Clara wurde stets merkwürdig wortkarg, wenn er Fragen zu ihrer Kindheit und Familie stellte. Er konnte es verstehen, mochte er doch selbst höchstens von Henriette und Otto reden.

Nach vier Wochen gingen sie gemeinsam zu ihren Arbeitgebern.

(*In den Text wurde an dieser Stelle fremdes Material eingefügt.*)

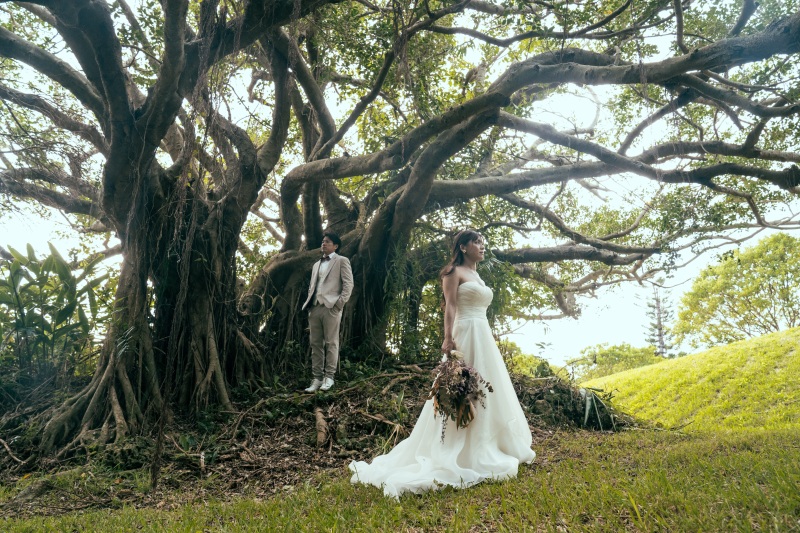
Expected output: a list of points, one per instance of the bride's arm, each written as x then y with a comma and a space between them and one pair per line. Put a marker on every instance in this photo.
450, 290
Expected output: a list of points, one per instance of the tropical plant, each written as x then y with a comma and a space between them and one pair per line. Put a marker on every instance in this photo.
659, 332
50, 313
748, 293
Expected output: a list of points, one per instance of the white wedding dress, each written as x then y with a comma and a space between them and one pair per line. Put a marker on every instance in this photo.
491, 447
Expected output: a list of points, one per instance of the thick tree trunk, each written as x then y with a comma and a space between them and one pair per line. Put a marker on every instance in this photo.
191, 353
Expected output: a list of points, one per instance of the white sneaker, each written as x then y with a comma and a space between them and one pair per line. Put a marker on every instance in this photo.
315, 386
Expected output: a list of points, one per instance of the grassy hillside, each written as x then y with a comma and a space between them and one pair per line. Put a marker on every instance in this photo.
580, 482
748, 384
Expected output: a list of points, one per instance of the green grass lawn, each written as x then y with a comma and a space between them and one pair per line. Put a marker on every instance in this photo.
634, 481
740, 473
748, 384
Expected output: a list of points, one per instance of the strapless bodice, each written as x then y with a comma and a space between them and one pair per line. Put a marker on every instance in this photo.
473, 299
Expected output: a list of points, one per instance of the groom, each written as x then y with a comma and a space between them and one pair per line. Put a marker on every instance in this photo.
330, 288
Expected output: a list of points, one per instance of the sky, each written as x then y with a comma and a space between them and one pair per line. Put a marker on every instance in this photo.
617, 315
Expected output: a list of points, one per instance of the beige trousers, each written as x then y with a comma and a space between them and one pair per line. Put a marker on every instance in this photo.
323, 327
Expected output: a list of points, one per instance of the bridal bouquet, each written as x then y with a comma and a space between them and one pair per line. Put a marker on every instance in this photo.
456, 391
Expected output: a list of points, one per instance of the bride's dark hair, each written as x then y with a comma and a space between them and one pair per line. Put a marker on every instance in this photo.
462, 238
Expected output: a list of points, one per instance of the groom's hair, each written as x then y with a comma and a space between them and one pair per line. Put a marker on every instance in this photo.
334, 237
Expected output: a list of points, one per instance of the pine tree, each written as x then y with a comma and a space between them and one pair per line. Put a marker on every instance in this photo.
658, 330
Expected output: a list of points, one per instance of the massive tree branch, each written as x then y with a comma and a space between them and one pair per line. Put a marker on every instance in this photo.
569, 252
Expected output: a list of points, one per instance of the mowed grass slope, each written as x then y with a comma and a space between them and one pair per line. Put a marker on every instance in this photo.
637, 481
747, 384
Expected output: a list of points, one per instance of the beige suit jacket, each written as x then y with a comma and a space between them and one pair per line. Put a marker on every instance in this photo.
337, 286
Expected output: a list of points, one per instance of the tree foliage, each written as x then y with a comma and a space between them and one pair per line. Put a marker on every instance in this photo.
659, 331
50, 312
216, 135
748, 293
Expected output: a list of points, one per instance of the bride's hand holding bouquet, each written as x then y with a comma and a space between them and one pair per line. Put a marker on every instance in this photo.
457, 390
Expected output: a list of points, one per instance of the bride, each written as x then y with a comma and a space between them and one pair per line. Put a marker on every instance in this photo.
494, 444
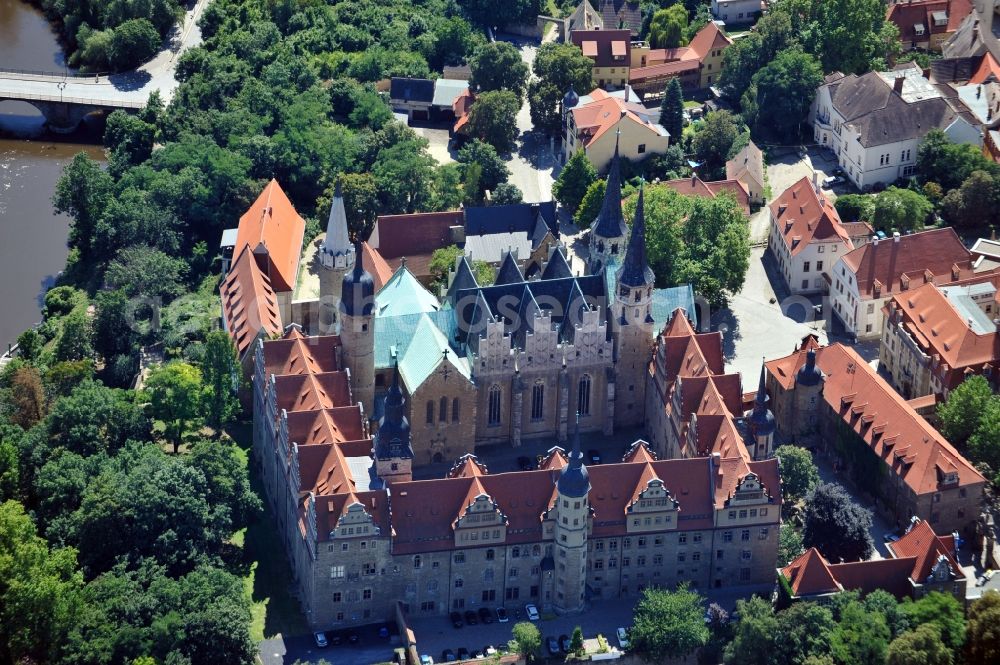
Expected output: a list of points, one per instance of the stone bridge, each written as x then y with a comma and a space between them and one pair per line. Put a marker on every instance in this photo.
65, 100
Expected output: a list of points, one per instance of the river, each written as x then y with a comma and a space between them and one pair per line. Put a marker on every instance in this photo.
32, 237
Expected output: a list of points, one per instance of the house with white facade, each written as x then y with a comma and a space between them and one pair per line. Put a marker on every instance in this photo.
874, 123
806, 236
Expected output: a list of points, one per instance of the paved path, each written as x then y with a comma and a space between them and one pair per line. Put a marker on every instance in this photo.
125, 90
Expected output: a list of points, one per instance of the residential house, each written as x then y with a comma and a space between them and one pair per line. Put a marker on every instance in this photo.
806, 236
934, 337
920, 562
875, 122
695, 186
601, 123
737, 12
830, 398
696, 65
865, 278
610, 50
927, 24
748, 167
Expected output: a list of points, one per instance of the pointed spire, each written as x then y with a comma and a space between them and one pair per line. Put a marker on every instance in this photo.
337, 238
610, 223
635, 270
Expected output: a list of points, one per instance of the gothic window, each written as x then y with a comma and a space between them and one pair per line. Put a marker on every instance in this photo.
538, 401
494, 405
583, 396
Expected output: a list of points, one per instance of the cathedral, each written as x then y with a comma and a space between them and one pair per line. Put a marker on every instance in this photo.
370, 384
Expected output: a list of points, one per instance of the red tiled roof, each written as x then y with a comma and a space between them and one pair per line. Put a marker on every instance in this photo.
908, 445
249, 304
888, 261
274, 232
802, 215
695, 186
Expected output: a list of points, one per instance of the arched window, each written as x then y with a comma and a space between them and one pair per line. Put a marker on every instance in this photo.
538, 401
583, 396
493, 412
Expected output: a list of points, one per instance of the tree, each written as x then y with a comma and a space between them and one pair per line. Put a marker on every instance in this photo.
527, 639
672, 110
82, 192
498, 66
493, 170
835, 525
576, 642
667, 27
982, 632
781, 93
175, 390
922, 646
855, 207
789, 544
574, 180
506, 194
900, 210
669, 624
222, 374
39, 590
714, 140
493, 119
860, 638
557, 68
942, 610
959, 415
132, 43
799, 474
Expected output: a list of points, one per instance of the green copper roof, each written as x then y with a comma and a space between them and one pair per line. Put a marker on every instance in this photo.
428, 349
403, 295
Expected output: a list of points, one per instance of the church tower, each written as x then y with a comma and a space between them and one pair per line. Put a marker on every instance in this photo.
761, 422
357, 332
571, 531
393, 451
632, 307
336, 257
607, 233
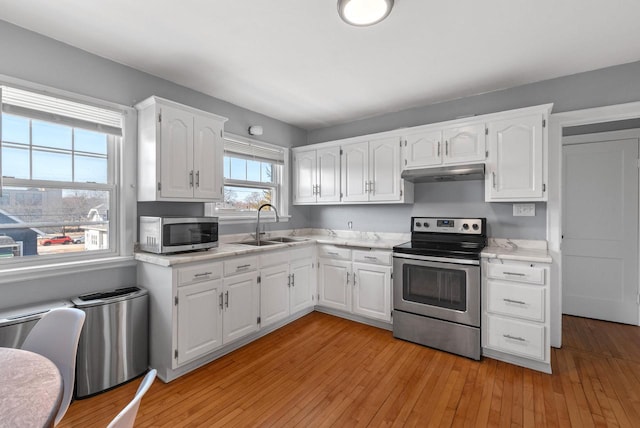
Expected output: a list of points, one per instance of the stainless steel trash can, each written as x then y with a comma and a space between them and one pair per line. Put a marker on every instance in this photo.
17, 322
113, 346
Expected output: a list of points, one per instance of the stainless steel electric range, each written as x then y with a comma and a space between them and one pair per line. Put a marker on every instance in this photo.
436, 284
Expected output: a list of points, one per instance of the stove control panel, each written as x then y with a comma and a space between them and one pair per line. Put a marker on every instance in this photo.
472, 226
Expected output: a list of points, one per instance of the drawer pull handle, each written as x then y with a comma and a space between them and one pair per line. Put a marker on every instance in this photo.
515, 301
198, 275
514, 273
508, 336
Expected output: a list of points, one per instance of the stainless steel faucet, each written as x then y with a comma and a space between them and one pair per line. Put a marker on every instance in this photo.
258, 223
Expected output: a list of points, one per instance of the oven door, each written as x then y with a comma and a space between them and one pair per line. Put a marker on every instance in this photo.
439, 289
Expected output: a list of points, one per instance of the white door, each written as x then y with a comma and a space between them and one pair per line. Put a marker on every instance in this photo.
199, 319
241, 306
304, 177
176, 154
301, 291
274, 294
355, 172
207, 159
384, 170
372, 291
515, 150
335, 280
600, 229
328, 175
464, 144
423, 149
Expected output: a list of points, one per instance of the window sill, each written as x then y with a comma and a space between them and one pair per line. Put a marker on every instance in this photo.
249, 218
45, 271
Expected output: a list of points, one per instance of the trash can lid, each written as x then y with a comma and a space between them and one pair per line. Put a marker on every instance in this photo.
23, 313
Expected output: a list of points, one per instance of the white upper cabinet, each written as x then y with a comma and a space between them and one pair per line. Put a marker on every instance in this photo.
437, 146
515, 169
371, 171
180, 152
316, 176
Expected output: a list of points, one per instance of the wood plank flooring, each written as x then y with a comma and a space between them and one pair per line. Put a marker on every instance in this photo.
323, 371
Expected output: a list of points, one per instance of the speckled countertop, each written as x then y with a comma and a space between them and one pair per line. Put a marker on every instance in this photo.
517, 249
229, 244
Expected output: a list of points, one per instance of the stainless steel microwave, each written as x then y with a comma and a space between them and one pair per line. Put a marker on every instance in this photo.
165, 235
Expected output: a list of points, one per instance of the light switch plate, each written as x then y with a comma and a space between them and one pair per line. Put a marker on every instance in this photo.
524, 210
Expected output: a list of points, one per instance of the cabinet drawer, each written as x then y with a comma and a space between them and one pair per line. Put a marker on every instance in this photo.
198, 273
517, 300
373, 256
333, 252
240, 265
521, 273
516, 337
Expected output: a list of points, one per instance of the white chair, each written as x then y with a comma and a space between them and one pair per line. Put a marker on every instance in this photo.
56, 336
127, 416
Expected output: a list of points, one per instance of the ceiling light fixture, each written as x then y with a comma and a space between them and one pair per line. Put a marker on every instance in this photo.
362, 13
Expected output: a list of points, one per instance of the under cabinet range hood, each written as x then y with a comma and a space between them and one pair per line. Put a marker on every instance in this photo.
444, 173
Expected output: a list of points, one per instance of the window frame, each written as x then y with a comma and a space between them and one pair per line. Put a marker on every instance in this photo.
281, 181
121, 168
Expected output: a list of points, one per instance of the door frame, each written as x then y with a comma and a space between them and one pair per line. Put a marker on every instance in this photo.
557, 122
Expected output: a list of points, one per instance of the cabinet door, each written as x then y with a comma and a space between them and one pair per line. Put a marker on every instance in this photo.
355, 172
274, 294
328, 174
176, 153
335, 281
302, 286
515, 167
384, 170
199, 319
423, 149
464, 144
207, 159
304, 177
372, 291
241, 300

„Frau Stechmann, wir haben eine Bitte“, fiel Jan sofort mit der Tür ins Haus. „Clara und ich sind ein Paar. Wir wollen auch heiraten.“

„Aber nicht gleich“, fiel ihm seine Geliebte ins Wort. „Jetzt wollen wir Sie erst mal bitten, uns die kleine Mansardenwohnung über dem Laden zu überlassen. Nur für uns.“

„Wir zahlen auch Miete,“ versprach Jan.

„Ach, Ihr Beiden, das ging aber schnell. Aber ich freue mich für Euch. Nur, Jan, deine drei Jahre Wanderschaft sind noch nicht erfüllt. Wie stellst du dir das vor?“

„Die halte ich ein. Wenn hier der ganze Apfelerntetrubel vorbei ist, ziehe ich weiter. Erst mal nur nach Hamburg. Und von dort kann ich jedes Wochenende herkommen. Clara bleibt ja hier.“

„Na gut. Dann machen wir einen richtigen Mietvertrag mit euch beiden Hübschen. Ich bereite alles vor und sag´ euch dann Bescheid, wenn die Unterlagen fertig sind. Und Ihr dürft erst mal mietfrei in der Mansarde wohnen, bis du eine feste Anstellung hast, Jan.“

 

„Hinrich, kommst du mal?“, rief Frau Stechmann am nächsten Abend ihren Mann zu sich an den Schreibtisch. „Schau dir das an. Hat der Jan nicht behauptet, er heiße Wehner? Hier in seinem Arbeitsnachweisheft steht aber Kuschinski. Das muss ich seinerzeit wohl übersehen oder irgendwas überhört haben.“

„Was, das gibt´s doch nicht! Bist du sicher?“

„Ja. Und was das Schlimmste ist: er kommt aus Windheim.“

„Um Gottes Willen! Da meinst …?“

„Ich fürchte, ja. Clara heißt Kuschinski und kommt aus Windheim.“

„Das hieße möglichereise …“

„Eben. Ich befürchte, die zwei sind Geschwister. Bring sie her. Sofort.“

                        ***

 

Sechs Kinder hatte Margot Kuschinski geboren. Vier Väter waren daran beteiligt. Jan war ihr Ältester. Er beendete seine Walz nach drei Jahren und einem Tag, wie es die Vorschriften verlangten. Dann kehrte er zurück zu Henriette, seiner zweiten Mutter. Heute führt er einen kleinen Schreinerbetrieb mit vier Mitarbeitern.

 

Clara, die Jüngste, die ihrer Mutter sehr sehr ähnlich sah, zog wieder nach Windheim als diese an Krebs erkrankte. Zu ihrer Beerdigung trafen die Geschwister sich ein letztes Mal. Sofort war die gegenseitige Anziehung wieder da. Beide spürten die Gefahr, die von derartigen Begegnungen ausging und so beschlossen sie, an jenem Tag auch ihre Beziehung zu beerdigen. Dennoch wusste Jan, dass seine Liebe zu Clara damit nicht endete.